Q1: How does the LDLR-/- model compare to ApoE-/- mice, another common atherosclerosis model?

While both models develop atherosclerosis, the LDLR-/- mouse more closely mirrors the human lipid profile, with elevated LDL. ApoE-/- mice, conversely, accumulate VLDL and chylomicron remnants. The choice between models often depends on the specific lipoprotein pathway or therapeutic target under investigation.

Q2: What type of diet is typically recommended for inducing atherosclerosis in LDLR-/- mice?

Although LDLR-/- mice develop hypercholesterolemia on a regular chow diet, an atherogenic diet, typically high in fat and cholesterol (e.g., Western diet), is commonly used to accelerate and exacerbate lesion development, leading to more robust and reproducible plaque formation within a shorter timeframe.

Q3: Can the LDLR-/- model be effectively utilized for studies focused on plaque regression?
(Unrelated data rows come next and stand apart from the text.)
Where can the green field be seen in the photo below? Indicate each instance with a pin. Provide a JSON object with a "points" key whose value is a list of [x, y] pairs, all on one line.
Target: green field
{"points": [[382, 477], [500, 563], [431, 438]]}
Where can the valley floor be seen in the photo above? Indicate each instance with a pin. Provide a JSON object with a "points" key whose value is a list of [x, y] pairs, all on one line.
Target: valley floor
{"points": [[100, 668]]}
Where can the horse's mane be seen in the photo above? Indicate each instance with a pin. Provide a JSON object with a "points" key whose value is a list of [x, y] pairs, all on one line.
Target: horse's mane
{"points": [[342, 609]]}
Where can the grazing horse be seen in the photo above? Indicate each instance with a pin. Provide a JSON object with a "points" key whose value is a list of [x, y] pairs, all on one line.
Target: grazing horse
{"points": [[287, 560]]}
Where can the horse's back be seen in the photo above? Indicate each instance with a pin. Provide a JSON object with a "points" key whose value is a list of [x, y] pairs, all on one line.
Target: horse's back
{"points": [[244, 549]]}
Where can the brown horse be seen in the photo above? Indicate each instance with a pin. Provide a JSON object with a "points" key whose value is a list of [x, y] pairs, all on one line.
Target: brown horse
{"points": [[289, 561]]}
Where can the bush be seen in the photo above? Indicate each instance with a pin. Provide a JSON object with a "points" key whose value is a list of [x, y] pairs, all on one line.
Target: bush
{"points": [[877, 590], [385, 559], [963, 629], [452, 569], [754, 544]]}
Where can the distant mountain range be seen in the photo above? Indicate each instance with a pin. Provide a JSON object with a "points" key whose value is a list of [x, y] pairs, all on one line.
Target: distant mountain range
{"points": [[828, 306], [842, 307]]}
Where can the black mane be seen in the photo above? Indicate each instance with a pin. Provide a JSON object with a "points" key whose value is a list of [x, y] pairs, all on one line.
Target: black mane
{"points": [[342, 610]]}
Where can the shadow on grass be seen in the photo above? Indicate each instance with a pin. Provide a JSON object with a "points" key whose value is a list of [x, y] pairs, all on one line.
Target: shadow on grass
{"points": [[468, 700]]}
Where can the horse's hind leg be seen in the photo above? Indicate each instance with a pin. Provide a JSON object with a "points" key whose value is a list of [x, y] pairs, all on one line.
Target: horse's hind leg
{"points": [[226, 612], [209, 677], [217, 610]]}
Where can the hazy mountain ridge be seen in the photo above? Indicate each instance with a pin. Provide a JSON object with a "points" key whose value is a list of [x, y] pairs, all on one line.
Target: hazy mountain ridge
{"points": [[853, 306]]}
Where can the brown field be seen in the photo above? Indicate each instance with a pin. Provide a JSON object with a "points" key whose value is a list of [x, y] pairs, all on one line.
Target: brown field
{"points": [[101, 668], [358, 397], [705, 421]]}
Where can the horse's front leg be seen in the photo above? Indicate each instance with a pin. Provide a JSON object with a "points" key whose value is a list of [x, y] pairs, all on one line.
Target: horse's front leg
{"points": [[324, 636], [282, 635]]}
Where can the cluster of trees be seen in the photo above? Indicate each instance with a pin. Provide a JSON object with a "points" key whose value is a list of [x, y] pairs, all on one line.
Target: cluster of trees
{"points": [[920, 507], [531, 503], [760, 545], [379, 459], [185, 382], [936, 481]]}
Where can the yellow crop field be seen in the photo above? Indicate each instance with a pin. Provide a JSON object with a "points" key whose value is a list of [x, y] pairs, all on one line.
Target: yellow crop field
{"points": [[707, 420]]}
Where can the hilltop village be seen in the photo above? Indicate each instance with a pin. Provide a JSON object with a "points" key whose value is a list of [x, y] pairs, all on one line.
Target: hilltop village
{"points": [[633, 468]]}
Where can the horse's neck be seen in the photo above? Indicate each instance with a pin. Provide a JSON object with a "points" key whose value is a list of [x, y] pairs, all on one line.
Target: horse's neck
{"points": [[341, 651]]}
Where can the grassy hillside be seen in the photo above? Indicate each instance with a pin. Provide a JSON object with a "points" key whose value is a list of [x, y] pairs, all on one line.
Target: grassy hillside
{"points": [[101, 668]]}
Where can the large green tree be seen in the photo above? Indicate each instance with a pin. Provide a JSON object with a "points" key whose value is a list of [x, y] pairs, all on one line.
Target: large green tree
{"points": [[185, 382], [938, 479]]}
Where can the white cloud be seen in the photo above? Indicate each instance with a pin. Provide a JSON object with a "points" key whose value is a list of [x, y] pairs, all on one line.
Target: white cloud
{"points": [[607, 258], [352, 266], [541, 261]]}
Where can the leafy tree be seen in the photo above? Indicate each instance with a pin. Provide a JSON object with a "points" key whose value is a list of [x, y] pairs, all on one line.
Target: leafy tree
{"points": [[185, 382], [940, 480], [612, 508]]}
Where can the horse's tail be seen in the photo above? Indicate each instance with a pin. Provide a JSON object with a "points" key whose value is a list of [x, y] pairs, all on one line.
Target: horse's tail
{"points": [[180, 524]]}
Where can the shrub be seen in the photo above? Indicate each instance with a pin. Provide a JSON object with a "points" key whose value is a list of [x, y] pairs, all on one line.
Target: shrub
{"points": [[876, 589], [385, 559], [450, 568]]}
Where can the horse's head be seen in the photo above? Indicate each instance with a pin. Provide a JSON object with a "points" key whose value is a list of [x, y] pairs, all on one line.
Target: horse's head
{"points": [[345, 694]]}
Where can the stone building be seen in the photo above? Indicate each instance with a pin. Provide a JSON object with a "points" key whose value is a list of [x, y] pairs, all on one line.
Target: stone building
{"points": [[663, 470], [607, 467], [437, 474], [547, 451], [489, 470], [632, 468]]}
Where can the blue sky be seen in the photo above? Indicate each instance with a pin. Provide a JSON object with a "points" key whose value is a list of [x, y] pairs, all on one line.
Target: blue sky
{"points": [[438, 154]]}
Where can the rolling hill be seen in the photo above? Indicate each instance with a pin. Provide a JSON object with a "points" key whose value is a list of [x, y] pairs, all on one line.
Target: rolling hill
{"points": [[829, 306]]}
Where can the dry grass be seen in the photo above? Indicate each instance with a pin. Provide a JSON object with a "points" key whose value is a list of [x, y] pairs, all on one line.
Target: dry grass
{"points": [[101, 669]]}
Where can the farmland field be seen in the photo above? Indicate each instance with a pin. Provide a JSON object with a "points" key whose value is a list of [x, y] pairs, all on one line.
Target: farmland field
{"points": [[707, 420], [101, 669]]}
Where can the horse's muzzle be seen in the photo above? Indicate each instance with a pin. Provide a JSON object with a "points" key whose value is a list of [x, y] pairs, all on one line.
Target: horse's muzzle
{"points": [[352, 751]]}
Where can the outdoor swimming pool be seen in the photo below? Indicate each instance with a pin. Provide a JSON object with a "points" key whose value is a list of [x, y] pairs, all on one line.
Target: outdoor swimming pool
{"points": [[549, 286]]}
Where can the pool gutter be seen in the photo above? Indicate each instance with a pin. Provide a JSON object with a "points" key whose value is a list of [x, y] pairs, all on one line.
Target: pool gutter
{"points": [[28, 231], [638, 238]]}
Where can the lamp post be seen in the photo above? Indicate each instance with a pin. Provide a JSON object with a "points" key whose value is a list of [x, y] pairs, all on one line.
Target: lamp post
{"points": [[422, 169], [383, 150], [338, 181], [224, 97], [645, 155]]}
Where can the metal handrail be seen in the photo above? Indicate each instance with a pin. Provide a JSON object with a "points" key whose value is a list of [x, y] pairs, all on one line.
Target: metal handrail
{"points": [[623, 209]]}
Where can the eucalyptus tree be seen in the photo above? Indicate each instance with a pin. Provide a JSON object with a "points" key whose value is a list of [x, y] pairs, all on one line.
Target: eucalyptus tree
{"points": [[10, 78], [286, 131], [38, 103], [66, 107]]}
Absolutely. The LDLR-/- model is well-suited for investigating plaque regression. Once advanced lesions have developed, researchers can implement therapeutic interventions or dietary changes and then assess the reduction in plaque burden, changes in plaque composition, and improvements in vascular function.

Q4: Are there specific genetic backgrounds of LDLR-/- mice that are particularly advantageous for certain studies?
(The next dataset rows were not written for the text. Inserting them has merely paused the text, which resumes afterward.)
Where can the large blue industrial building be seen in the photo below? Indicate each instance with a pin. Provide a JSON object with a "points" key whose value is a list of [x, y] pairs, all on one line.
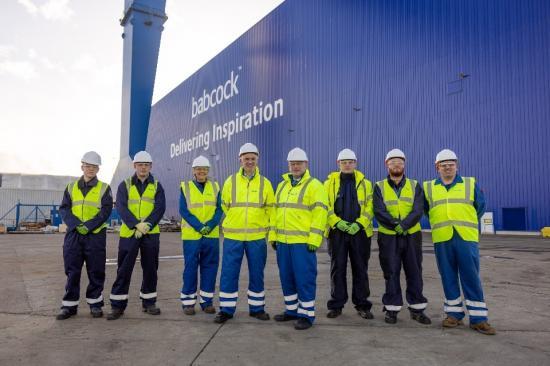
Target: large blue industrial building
{"points": [[371, 75]]}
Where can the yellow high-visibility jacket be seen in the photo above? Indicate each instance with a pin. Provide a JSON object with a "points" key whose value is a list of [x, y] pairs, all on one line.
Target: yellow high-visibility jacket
{"points": [[248, 206], [300, 213]]}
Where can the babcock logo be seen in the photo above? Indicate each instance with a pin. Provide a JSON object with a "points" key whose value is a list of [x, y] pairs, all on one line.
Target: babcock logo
{"points": [[216, 96]]}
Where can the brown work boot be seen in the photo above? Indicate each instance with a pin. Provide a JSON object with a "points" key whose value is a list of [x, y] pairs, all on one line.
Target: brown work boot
{"points": [[484, 328], [209, 309], [451, 322]]}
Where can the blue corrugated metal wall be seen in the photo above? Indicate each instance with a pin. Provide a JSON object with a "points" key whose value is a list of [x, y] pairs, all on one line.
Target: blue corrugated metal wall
{"points": [[374, 75]]}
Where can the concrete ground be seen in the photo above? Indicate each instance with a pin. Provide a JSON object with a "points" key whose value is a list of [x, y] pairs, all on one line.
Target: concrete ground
{"points": [[515, 271]]}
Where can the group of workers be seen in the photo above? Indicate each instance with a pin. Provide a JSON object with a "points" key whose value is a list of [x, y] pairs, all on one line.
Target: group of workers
{"points": [[293, 220]]}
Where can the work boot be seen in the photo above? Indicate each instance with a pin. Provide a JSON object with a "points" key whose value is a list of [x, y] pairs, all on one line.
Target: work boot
{"points": [[209, 309], [333, 313], [302, 324], [364, 313], [391, 317], [222, 317], [484, 328], [451, 322], [260, 315], [420, 317], [189, 310], [115, 314], [65, 313], [96, 312], [284, 317], [152, 310]]}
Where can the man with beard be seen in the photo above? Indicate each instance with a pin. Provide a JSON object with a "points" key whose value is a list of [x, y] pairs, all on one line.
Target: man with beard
{"points": [[247, 200], [398, 208]]}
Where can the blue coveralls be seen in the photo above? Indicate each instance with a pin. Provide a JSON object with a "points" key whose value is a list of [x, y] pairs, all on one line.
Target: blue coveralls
{"points": [[458, 258], [128, 248], [90, 249], [203, 253], [397, 250], [256, 256]]}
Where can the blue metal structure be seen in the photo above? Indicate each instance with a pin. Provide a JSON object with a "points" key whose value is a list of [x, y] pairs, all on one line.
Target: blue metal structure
{"points": [[34, 214], [372, 75], [143, 25]]}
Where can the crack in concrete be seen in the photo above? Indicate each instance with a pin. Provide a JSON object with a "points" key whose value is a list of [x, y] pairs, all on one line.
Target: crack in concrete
{"points": [[206, 345]]}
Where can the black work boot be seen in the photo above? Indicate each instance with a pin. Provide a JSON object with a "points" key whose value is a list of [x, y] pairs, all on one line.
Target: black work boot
{"points": [[96, 312], [260, 315], [115, 314], [364, 313], [391, 317], [284, 317], [302, 324], [65, 313], [420, 317], [333, 313], [222, 317], [151, 309]]}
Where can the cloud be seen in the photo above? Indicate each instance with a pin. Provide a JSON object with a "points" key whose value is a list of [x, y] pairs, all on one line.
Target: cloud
{"points": [[50, 10], [29, 6], [20, 69], [56, 10], [6, 51], [85, 62]]}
Yes, the C57BL/6 background is the most commonly used for LDLR-/- mice due to its susceptibility to atherosclerosis. Specific substrains or engineered variants, such as the C57BL/6J-LdlrHlb301/J, can offer accelerated lesion development, which may be beneficial for studies requiring faster progression or higher plaque burden.
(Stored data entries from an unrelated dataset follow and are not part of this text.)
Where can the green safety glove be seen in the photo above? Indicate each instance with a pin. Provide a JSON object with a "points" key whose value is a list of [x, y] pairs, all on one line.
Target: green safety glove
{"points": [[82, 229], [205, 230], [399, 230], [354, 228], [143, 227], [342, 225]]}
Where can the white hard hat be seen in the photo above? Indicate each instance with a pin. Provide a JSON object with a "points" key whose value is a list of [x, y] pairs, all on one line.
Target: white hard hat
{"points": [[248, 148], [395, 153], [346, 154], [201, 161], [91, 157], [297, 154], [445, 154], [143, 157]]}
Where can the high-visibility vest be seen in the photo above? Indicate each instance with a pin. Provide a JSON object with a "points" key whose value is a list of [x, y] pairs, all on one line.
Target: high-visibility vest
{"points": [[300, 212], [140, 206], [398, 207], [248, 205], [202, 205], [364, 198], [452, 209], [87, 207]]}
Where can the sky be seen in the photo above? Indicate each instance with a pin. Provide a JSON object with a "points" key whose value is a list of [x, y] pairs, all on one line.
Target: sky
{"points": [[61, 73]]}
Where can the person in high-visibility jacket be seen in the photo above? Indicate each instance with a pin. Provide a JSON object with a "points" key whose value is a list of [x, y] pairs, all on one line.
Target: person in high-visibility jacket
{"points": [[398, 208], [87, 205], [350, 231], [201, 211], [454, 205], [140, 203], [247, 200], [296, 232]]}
Q5: Is it possible to combine the LDLR-/- model with other genetic modifications for more complex research questions?

Indeed. The LDLR-/- model can be combined with other genetic modifications (e.g., additional knockouts, transgenics) to create more sophisticated models. This allows researchers to investigate the interplay of multiple genes or pathways in atherosclerosis, providing deeper insights into disease mechanisms.

Q6: What kind of data and reports can I anticipate receiving from a typical LDLR-/- study conducted by Creative Biolabs?

You can expect comprehensive data packages, including detailed raw data, statistical analyses, high-resolution histological images of atherosclerotic lesions, quantitative measurements of plaque burden and composition, lipid profiles, and inflammatory marker assessments. All findings are presented in a clear, concise, and professionally formatted report.

Low Density Lipoprotein Receptor Deficient (LDLR^-/-) Mice Modeling & Pharmacodynamics Service

At Creative Biolabs, we provide a diverse range of well-established rodent models, including the LDLR^-/- mouse, to accurately evaluate the efficacy of novel anti-atherosclerotic interventions.

Introduction

Atherosclerosis, a chronic inflammatory disease of the arterial wall, represents a leading cause of cardiovascular morbidity and mortality worldwide. Its complex pathogenesis involves dyslipidemia, inflammation, and cellular dysfunction, culminating in the formation of atherosclerotic plaques. Effective strategies to combat this global health burden necessitate robust and physiologically relevant preclinical models.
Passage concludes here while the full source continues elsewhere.